今から20年前、東京の景色が変わってしまうほどに雪が積もった前の日の午後に、その子は生まれました。西荻窪の住宅地の一角にポツンと建つ、古い産院の一室でした。
この子を産むにあたっては(正確には授かるにあたっては)、覚悟と勇気を山程持って臨まなければならなかったのですが、途方もなく我儘な私を世間から守ってくれた二人によって、無事に産むことが出来たのです。その二人とは、当時の伴侶と6才になる小さな可愛い娘でした。
私たちの間にどのような苦しみと葛藤があって、傷つけたり迷ったりしながら辿り着いた選択だったのかは、私たち以外に知る人はいません。それはあまりにもデリケートな話だったのです。私は誰よりも実母に知れることを怖れ、息を潜めるように暮らしていました。

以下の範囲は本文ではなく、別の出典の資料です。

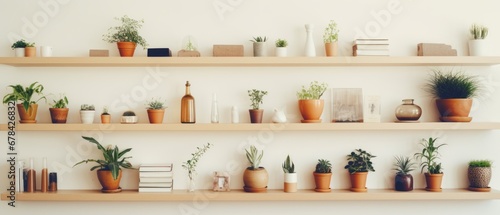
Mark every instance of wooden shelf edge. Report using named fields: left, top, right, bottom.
left=1, top=189, right=500, bottom=202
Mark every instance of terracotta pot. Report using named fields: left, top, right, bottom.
left=299, top=99, right=325, bottom=122
left=116, top=42, right=137, bottom=57
left=394, top=174, right=413, bottom=191
left=467, top=167, right=491, bottom=188
left=248, top=109, right=264, bottom=123
left=425, top=173, right=443, bottom=192
left=243, top=167, right=269, bottom=192
left=313, top=172, right=332, bottom=192
left=349, top=172, right=368, bottom=192
left=97, top=170, right=122, bottom=192
left=325, top=42, right=337, bottom=57
left=49, top=108, right=69, bottom=123
left=17, top=104, right=38, bottom=123
left=148, top=109, right=165, bottom=124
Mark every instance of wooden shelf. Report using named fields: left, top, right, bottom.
left=2, top=189, right=500, bottom=202
left=0, top=122, right=500, bottom=131
left=0, top=56, right=500, bottom=67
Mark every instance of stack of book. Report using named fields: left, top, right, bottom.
left=352, top=38, right=389, bottom=56
left=139, top=163, right=174, bottom=192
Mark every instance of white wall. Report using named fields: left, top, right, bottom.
left=0, top=0, right=500, bottom=214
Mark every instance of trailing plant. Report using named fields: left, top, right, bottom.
left=281, top=155, right=295, bottom=173
left=344, top=149, right=376, bottom=174
left=415, top=137, right=446, bottom=174
left=314, top=159, right=332, bottom=173
left=73, top=136, right=133, bottom=180
left=297, top=81, right=328, bottom=100
left=248, top=89, right=267, bottom=110
left=426, top=69, right=480, bottom=99
left=245, top=145, right=264, bottom=170
left=103, top=15, right=148, bottom=49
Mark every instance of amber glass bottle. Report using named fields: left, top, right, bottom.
left=181, top=81, right=196, bottom=123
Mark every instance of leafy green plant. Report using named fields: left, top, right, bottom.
left=470, top=24, right=488, bottom=40
left=73, top=136, right=133, bottom=180
left=314, top=159, right=332, bottom=173
left=393, top=156, right=415, bottom=175
left=281, top=155, right=295, bottom=173
left=426, top=69, right=480, bottom=99
left=248, top=89, right=267, bottom=110
left=344, top=149, right=376, bottom=174
left=3, top=82, right=46, bottom=110
left=297, top=81, right=328, bottom=100
left=323, top=20, right=339, bottom=43
left=103, top=15, right=148, bottom=49
left=415, top=137, right=446, bottom=174
left=245, top=145, right=264, bottom=170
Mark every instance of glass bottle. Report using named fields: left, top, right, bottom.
left=181, top=81, right=196, bottom=123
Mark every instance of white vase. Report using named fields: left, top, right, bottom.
left=305, top=24, right=316, bottom=57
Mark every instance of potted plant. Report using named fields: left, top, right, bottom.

予定日を一週間ほど過ぎて生まれた赤ん坊は、身体が大きく昔の子供のような逞しい顔をしていましたが、私は言いようのない不安でいっぱいだったのです。そんな気持ちと呼応するかのように、その夜からどんどん雪が降ってきて、見る見るうちに小さな産院はすっぽりと雪で覆われてしまいました。翌日6才の娘は伴侶に連れられ興奮しながらやってきました。小さなベッドの上の見慣れぬ塊をしげしげ眺めた後、「私、この赤ちゃん、気に入った!」と大きな声で宣言したのです。それはまるで天から祝福されたかのような響きで、すべてがパーっと明るく見えた瞬間でした。
その後、赤ん坊は(赤ん坊の父によって)花の名前が付けられ、様々なことが起こるなかでもすくすくと育ちました。彼女はお姉ちゃんのことを一番に尊敬し、必死であとを追いかけながら生きてきて、先日ハタチを迎えました。
これが私の二十年の物語です。
ありがとう上の娘。
おめでとう下の娘。
こんな頼りない私が母でいさせてもらえること、本当に本当に幸せに思っています。